Bond went even further. He was one of only four senators to vote against the Specter-Harkin budget amendment to increase NIH, described above, explaining that he voted no “not because I oppose the valuable research that NIH does, but rather because I wanted to draw attention to the fact that we risk focusing on NIH spending to the exclusion of other important initiatives.

“The NIH is important,” said Bond, “but so is the basic scientific research that we do at the National Science Foundation. Basic research is the foundation on which applied science and technology rests.”

“Understanding how the world works has applications in every field, including health. Without increased funding for basic research, we will soon find that our basic scientific understanding is too limited to get the maximum value from the applied research NIH does,” said Bond. Subsequently, Bond, Mikulski and others were successful in adding an amendment to the Senate’s version of the federal budget that would increase NSF by 15.3 percent above the FY 01 level and keep NSF on schedule for doubling its budget.

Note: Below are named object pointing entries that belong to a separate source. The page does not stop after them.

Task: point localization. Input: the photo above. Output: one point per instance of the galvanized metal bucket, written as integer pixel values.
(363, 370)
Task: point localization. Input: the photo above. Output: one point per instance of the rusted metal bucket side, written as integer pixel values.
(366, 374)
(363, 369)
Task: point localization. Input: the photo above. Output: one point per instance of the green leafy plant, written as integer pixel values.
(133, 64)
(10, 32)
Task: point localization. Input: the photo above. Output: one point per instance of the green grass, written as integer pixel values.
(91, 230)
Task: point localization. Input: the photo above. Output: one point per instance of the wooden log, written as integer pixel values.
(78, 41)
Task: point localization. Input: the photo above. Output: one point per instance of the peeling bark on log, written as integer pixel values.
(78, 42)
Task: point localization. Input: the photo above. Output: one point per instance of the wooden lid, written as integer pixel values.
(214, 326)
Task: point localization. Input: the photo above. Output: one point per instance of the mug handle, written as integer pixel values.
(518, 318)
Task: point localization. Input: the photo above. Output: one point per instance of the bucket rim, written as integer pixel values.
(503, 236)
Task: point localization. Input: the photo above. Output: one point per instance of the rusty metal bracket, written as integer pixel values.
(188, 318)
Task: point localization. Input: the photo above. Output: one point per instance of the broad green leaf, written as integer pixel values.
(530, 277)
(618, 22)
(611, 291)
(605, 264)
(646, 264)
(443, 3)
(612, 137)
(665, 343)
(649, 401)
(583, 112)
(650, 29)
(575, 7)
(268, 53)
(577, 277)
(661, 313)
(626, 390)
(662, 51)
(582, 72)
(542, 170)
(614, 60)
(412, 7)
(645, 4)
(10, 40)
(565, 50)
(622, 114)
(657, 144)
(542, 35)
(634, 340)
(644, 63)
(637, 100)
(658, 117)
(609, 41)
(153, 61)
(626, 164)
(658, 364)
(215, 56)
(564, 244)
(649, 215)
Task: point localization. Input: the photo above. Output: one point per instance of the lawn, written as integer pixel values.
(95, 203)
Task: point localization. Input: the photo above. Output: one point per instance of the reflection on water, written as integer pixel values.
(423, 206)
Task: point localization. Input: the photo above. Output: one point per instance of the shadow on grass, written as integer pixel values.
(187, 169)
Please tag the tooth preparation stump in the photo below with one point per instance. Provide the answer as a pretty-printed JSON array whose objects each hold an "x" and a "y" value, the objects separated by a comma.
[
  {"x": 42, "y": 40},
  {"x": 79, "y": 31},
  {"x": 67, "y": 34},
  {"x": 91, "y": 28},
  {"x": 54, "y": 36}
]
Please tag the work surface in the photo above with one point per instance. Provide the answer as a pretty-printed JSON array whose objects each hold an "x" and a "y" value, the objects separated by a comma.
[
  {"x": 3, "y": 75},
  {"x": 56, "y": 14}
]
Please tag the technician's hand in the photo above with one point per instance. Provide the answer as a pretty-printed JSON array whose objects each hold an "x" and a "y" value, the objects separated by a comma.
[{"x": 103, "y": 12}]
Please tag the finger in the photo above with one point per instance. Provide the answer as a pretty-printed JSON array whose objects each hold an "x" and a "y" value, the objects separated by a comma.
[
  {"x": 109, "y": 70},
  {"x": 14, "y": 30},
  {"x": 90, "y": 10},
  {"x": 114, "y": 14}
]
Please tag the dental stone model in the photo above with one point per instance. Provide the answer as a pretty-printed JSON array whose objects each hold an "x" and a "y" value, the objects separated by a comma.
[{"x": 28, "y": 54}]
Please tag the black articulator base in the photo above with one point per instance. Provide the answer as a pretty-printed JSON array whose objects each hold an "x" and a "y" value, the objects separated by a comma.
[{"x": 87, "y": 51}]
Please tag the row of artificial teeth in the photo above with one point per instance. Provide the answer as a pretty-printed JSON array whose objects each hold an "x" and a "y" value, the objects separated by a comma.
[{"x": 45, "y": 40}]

AND THE HORSE YOU RODE IN ON
The fairness of NIH’s large increases is also being raised within science, where rumblings of discontent are growing in the face declining budgets for other federal science agencies. The disciplines aligned with those other agencies – primarily the physical sciences – see biology’s gain as their loss. Frustrated at seeing the large increases for NIH, some have gone public with their views.

In an editorial titled “A Budget Out of Balance” (March 23, 2001), Science editor-in-chief Donald Kennedy said that the president’s budget “is likely to please our biomedical readers [but] will disappoint almost everyone else.”

“Does it really make sense for some pieces of the enterprise to be treated very well indeed and others to be held back or cut?” asked Kennedy. [Note to Don: Good point, albeit not an original one. Behavioral scientists have been saying exactly the same thing about the chronic neglect of our sciences.]

Kennedy noted that federal science agencies by and large are targeted for level funding or in many cases, substantial cuts. He attributes this in part to the fact that no science adviser has yet been appointed. “It is hardly surprising that the balance is lacking here, because the offices that could supply such oversight (most notably, that of the director of the Office of Science and Technology Policy, the president’s Science Adviser) are dark,” he said.

Another good point, Don. Science has been conspicuously absent from the horse race so far, and the president’s budget seems to a continuation of that. But vacancies don’t tell the whole story. NIH has been without a permanent director for ages, yet the budget momentum remains substantially intact.